Helicobacter pylori - the ulcer causing bacteria 

Twenty-five years ago, many people underwent major stomach surgery because of ulcers.  Medications such as cimetidine were then developed that controlled the problem effectively but required taking a drug that often affected a variety of body systems for long periods of time. Recently, bacterial infection with Helicobacter pylori (H. pylori) has become recognized as the main cause of ulcers. 

Not only is H.pylori infection the main cause of peptic ulcer disease and gastritis, it has also been associated with gastric cancer and mucosa-associated lymphoid tissue (MALT) lymphoma.  The organism is found in 20-40% of Canadians and the prevalence increases with age.  The lifetime risk of peptic ulcers in adults with H.pylori is approximately twice as much as persons without H.pylori.

The Guidelines and Protocols Advisory Committee (BCMA and Ministry of Health) have published a document entitled “Clinical Approach to Adult Patients with Dyspepsia”  (www.healthservices.gov.bc.ca/msp).

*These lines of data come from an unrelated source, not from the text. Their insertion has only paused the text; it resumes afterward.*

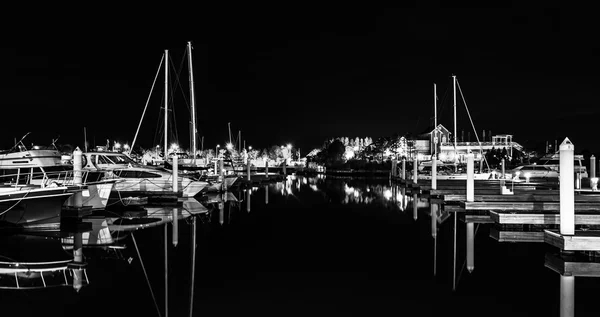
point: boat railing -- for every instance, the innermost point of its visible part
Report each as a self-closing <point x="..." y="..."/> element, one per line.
<point x="47" y="179"/>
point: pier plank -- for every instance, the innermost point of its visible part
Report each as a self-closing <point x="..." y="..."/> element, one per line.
<point x="526" y="205"/>
<point x="541" y="218"/>
<point x="580" y="241"/>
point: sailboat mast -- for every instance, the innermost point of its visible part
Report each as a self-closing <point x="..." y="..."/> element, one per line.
<point x="455" y="135"/>
<point x="435" y="137"/>
<point x="229" y="128"/>
<point x="166" y="100"/>
<point x="192" y="100"/>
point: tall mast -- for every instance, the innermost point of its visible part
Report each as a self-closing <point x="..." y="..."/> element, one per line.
<point x="192" y="100"/>
<point x="435" y="137"/>
<point x="229" y="128"/>
<point x="455" y="135"/>
<point x="166" y="101"/>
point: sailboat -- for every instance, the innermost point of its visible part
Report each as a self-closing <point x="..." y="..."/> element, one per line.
<point x="456" y="174"/>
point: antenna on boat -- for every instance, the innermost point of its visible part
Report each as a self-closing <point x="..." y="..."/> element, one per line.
<point x="54" y="142"/>
<point x="20" y="141"/>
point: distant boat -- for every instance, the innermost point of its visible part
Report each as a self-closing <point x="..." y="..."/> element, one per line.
<point x="140" y="180"/>
<point x="27" y="207"/>
<point x="44" y="167"/>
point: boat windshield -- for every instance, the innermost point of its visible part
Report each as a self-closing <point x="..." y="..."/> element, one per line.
<point x="122" y="159"/>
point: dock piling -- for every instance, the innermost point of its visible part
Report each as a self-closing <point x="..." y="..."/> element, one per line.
<point x="175" y="173"/>
<point x="404" y="168"/>
<point x="567" y="192"/>
<point x="470" y="177"/>
<point x="470" y="246"/>
<point x="415" y="165"/>
<point x="434" y="173"/>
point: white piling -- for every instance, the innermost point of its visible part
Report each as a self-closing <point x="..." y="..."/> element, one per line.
<point x="415" y="166"/>
<point x="404" y="168"/>
<point x="221" y="170"/>
<point x="434" y="174"/>
<point x="433" y="208"/>
<point x="567" y="296"/>
<point x="175" y="237"/>
<point x="470" y="246"/>
<point x="77" y="176"/>
<point x="567" y="192"/>
<point x="175" y="174"/>
<point x="266" y="194"/>
<point x="415" y="209"/>
<point x="470" y="178"/>
<point x="248" y="195"/>
<point x="266" y="169"/>
<point x="592" y="166"/>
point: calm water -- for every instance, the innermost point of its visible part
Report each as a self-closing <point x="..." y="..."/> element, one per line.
<point x="306" y="247"/>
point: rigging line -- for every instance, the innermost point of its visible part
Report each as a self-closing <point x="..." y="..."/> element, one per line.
<point x="472" y="125"/>
<point x="146" y="274"/>
<point x="178" y="83"/>
<point x="147" y="101"/>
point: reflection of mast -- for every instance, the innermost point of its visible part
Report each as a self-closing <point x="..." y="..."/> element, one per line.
<point x="193" y="268"/>
<point x="166" y="272"/>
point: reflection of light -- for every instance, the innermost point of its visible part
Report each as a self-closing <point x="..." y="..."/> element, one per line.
<point x="387" y="194"/>
<point x="348" y="190"/>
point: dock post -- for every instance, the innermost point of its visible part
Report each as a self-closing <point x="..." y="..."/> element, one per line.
<point x="470" y="246"/>
<point x="248" y="199"/>
<point x="567" y="295"/>
<point x="434" y="173"/>
<point x="567" y="193"/>
<point x="77" y="176"/>
<point x="284" y="173"/>
<point x="266" y="194"/>
<point x="266" y="168"/>
<point x="175" y="173"/>
<point x="221" y="170"/>
<point x="415" y="209"/>
<point x="415" y="164"/>
<point x="404" y="168"/>
<point x="470" y="177"/>
<point x="175" y="232"/>
<point x="592" y="177"/>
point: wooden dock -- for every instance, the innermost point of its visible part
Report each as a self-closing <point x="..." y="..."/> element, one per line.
<point x="588" y="240"/>
<point x="526" y="218"/>
<point x="572" y="266"/>
<point x="526" y="205"/>
<point x="516" y="235"/>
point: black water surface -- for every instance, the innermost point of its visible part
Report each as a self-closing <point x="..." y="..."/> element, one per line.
<point x="319" y="247"/>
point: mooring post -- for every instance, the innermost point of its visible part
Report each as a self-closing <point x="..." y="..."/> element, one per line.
<point x="415" y="164"/>
<point x="248" y="195"/>
<point x="404" y="168"/>
<point x="434" y="173"/>
<point x="567" y="296"/>
<point x="567" y="193"/>
<point x="266" y="168"/>
<point x="593" y="179"/>
<point x="175" y="174"/>
<point x="77" y="176"/>
<point x="470" y="246"/>
<point x="266" y="194"/>
<point x="415" y="209"/>
<point x="175" y="233"/>
<point x="470" y="178"/>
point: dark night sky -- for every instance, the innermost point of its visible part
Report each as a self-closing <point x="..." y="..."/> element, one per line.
<point x="302" y="74"/>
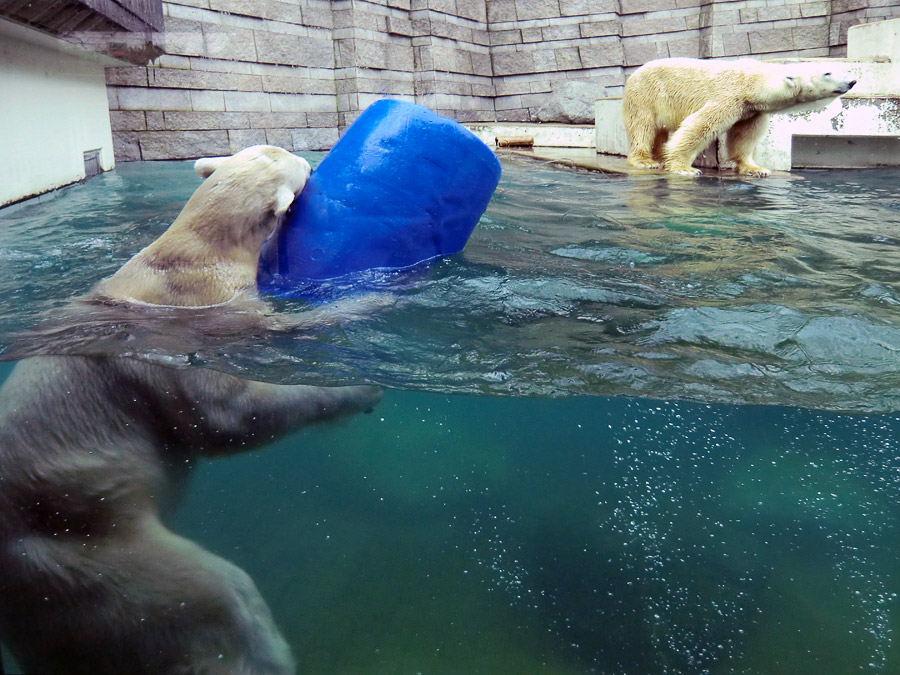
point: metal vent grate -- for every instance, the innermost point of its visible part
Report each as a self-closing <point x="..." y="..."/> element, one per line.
<point x="91" y="163"/>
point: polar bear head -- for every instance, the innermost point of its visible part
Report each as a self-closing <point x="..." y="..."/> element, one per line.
<point x="210" y="254"/>
<point x="813" y="82"/>
<point x="245" y="194"/>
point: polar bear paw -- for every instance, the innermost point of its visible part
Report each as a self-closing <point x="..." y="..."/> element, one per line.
<point x="684" y="170"/>
<point x="644" y="163"/>
<point x="752" y="170"/>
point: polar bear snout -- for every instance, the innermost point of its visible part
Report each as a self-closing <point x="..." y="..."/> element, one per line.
<point x="843" y="89"/>
<point x="299" y="174"/>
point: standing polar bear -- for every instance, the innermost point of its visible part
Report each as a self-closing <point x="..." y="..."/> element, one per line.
<point x="93" y="447"/>
<point x="674" y="108"/>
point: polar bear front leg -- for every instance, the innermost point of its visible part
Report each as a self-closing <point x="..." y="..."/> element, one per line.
<point x="741" y="141"/>
<point x="695" y="133"/>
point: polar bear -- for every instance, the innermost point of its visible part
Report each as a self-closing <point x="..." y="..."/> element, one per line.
<point x="210" y="254"/>
<point x="674" y="108"/>
<point x="94" y="448"/>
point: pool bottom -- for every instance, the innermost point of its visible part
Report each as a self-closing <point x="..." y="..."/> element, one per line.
<point x="482" y="535"/>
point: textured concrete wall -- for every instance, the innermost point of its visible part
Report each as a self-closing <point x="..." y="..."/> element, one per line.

This protocol suggests that patients with “alarm features” (such as bleeding) require prompt investigation with upper GI endoscopy and biopsy.  Those patients who do not present with “alarm symptoms” have two options. (1) They can be tested for H.pylori infection.  If the test is positive, then antibiotic eradication is required.  If the test is negative, empiric therapy consisting of a 4-week course of a histamine-2 receptor antagonist or a proton pump inhibitor is recommended. (2) Alternately, but more complicated, the empiric therapy can be used as the initial approach with UBT to follow when appropriate.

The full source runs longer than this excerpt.